Previous experiments have demonstrated the ability of C-CP fiber columns to operate at high linear velocities (U0) (~100 mm s−1) without mass transfer limitations towards proteins due to the fact that the fiber matrix is virtually non-porous with respect to the size of proteins [34,35,36,58,59]. Certainly, the same is true for the target nanovesicles. This lack of porosity alleviates any intra-phase mass transfer considerations regarding the mobile phase velocities, with the overall efficiency being driven by the solution-surface kinetics. To evaluate potential absorption-desorption kinetic limitations on the process throughput and yield, the loading and elution flow rates (i.e., linear velocities) were varied in tandem from 0.4 to 0.6 mL min−1 (U0 = 24–37 mm s−1). As the actual load amounts for both matrices were invariant with stock solution concentration, and the highest throughput was desired, the experiments were performed on undiluted, native, stock solutions. As such, the respective EV concentrations were 1.5 × 1012 particles mL−1 for the milieu and 1.2 × 1012 particles mL−1 for the urine.

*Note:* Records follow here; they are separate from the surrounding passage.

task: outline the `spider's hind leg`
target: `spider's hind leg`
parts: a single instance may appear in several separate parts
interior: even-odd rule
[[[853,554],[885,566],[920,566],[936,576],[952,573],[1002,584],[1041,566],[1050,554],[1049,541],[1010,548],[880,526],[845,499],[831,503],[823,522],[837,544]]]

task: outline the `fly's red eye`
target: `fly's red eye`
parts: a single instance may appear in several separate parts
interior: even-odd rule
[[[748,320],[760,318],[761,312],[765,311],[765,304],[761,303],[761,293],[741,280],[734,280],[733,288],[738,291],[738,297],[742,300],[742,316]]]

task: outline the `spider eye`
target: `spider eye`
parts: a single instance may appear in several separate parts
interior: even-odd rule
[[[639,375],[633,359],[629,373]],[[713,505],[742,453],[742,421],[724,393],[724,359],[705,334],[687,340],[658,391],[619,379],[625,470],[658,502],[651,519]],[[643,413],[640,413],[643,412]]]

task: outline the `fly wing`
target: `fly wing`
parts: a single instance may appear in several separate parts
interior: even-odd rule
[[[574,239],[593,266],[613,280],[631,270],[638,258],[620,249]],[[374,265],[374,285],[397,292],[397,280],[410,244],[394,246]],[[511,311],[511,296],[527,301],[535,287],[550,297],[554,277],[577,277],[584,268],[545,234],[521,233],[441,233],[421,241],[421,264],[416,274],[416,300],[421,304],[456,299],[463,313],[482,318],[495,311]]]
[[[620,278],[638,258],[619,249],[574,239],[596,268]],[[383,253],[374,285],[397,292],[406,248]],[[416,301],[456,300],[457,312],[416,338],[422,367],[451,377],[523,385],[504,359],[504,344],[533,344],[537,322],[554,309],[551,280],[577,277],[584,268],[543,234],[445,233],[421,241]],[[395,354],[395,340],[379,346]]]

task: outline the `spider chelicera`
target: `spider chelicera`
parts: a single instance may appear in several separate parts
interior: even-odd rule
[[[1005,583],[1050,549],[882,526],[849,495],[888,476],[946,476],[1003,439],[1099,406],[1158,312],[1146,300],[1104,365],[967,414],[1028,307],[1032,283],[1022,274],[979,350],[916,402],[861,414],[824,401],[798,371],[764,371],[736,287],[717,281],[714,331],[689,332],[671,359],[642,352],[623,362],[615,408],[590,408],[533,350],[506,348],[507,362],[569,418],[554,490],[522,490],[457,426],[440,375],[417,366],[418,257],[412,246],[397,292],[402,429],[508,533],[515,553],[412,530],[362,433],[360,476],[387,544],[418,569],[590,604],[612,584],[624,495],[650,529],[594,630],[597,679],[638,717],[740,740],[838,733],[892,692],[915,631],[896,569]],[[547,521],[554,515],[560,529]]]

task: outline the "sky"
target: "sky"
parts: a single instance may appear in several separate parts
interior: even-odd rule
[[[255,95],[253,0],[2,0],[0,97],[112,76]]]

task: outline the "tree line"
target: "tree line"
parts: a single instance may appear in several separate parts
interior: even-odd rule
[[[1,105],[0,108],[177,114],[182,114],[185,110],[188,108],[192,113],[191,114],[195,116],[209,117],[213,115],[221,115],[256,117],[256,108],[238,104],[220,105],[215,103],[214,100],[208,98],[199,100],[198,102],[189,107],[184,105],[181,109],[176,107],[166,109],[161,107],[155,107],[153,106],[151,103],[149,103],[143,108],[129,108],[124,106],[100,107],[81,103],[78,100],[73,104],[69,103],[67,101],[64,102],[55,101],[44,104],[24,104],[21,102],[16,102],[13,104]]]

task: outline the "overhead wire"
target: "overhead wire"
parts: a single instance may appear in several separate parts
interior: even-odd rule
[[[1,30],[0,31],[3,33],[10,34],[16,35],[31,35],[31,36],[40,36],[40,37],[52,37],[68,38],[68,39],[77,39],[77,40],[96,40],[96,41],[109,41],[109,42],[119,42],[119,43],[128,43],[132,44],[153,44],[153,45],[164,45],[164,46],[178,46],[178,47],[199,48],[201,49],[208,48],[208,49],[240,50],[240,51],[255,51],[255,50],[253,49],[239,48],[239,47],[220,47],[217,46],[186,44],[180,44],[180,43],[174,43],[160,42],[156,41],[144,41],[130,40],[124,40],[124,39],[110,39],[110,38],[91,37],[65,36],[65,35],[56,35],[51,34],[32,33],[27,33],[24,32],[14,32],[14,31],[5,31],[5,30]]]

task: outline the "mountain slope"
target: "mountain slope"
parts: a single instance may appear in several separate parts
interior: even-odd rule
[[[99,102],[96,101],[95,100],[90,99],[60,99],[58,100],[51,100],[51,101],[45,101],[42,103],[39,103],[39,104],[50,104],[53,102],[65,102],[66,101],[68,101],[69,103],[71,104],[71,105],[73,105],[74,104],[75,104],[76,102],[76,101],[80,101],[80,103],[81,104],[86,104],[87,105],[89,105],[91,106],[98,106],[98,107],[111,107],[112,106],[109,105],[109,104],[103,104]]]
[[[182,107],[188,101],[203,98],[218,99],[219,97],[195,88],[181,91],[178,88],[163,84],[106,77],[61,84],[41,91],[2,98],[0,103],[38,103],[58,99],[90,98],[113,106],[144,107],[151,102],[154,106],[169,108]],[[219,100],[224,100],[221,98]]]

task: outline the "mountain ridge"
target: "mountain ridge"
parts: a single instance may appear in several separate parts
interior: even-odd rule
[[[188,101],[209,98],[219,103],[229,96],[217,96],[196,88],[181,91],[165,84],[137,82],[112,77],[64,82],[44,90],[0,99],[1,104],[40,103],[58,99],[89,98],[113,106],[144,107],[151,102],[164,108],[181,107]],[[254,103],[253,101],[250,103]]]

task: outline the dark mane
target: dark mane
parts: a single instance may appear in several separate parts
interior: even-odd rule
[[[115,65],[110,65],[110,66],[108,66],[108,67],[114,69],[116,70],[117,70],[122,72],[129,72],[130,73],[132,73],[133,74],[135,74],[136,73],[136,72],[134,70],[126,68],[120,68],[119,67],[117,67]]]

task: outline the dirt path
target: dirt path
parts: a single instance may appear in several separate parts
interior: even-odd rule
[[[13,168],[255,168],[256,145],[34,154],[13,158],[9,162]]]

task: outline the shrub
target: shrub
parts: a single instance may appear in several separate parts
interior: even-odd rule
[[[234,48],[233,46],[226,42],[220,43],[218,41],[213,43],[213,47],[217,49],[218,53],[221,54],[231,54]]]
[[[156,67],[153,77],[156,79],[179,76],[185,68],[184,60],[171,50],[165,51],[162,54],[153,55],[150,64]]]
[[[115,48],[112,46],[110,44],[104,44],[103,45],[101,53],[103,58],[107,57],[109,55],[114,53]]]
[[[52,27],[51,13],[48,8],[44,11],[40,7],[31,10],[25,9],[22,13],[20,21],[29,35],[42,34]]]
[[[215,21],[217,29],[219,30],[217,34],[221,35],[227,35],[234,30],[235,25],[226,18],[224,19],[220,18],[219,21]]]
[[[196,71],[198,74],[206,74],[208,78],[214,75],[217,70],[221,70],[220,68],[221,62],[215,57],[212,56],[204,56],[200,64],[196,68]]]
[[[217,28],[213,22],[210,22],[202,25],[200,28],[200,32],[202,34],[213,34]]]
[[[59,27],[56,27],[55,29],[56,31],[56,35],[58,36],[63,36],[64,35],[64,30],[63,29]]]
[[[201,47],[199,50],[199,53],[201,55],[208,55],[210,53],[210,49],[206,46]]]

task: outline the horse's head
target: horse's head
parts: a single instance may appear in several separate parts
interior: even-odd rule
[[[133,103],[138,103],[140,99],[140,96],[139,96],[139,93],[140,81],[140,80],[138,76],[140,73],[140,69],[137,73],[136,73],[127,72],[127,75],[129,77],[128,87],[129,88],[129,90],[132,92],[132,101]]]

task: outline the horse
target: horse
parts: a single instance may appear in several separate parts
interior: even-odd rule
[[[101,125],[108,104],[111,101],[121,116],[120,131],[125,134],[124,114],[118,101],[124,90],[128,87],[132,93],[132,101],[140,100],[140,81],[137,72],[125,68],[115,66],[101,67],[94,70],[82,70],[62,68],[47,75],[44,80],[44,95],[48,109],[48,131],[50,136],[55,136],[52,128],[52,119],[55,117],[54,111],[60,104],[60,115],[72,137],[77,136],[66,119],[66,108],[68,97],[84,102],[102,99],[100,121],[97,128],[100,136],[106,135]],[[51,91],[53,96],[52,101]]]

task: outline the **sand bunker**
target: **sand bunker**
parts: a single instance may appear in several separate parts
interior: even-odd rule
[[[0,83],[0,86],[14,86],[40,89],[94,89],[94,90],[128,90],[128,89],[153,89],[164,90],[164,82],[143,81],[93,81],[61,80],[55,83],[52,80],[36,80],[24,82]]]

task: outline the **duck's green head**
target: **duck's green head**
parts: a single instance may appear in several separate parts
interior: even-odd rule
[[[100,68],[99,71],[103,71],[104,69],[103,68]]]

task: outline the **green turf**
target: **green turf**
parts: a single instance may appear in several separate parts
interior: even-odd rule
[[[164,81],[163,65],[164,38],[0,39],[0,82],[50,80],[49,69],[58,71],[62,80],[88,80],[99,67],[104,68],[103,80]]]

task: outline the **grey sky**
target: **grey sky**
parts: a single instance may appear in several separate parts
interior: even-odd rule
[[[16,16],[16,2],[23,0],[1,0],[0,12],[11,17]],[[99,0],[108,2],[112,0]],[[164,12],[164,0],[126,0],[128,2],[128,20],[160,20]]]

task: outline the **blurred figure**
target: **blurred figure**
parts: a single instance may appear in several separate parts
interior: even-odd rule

Representative responses for the varying flow rates on the load/elution profiles are presented in Figure 3. The chromatograms for the milieu (Figure 3a) and the urine (Figure 3b) both (unsurprisingly) exhibited an increase in the amount of time it took to reach breakthrough (saturation) as the flow rate decreased. Indeed, for the two samples, the transients are virtually superimposable. Likewise, the elution peaks move as a function of the flow rate. Here, of course, it is both the appearance time and the peak widths which are impacted, with higher flow rates yielding more narrow elution bands. A more subtle effect of the higher elution flow rates was an actual dilution of the solute concentrations, as would be expected, since the same number of particles (in theory) would be eluted in a higher solvent volume. For reference, the peak areas for the milieu decreased from ~160 to 100 mAU*min and the urine from ~260–190 mAU*min, in direct proportion with the respective volume flow rates.
The quantitative results regarding variation of the load and elution flow rates on frontal loading and recovery, are presented in Table 2. The first primary observation, which is perhaps counterintuitive, is the fact that for both matrices the number of particles loaded increased with the linear velocity. Here again, the load amounts for the two matrices are very comparable, showing the same sorts of increases with linear velocity. This general response has been seen consistently across protein loading studies on the C-CP fiber phases [35,59,60]. This is a direct response of the open channel structure of the columns, wherein higher linear velocities create greater amounts of shear effects and a thinning of the diffusional distances as described by the Leveque equation [61,62]. Of course, it would be expected that extension to higher velocities at some point limits the solute residence times on the column, and so diminishing returns would be realized.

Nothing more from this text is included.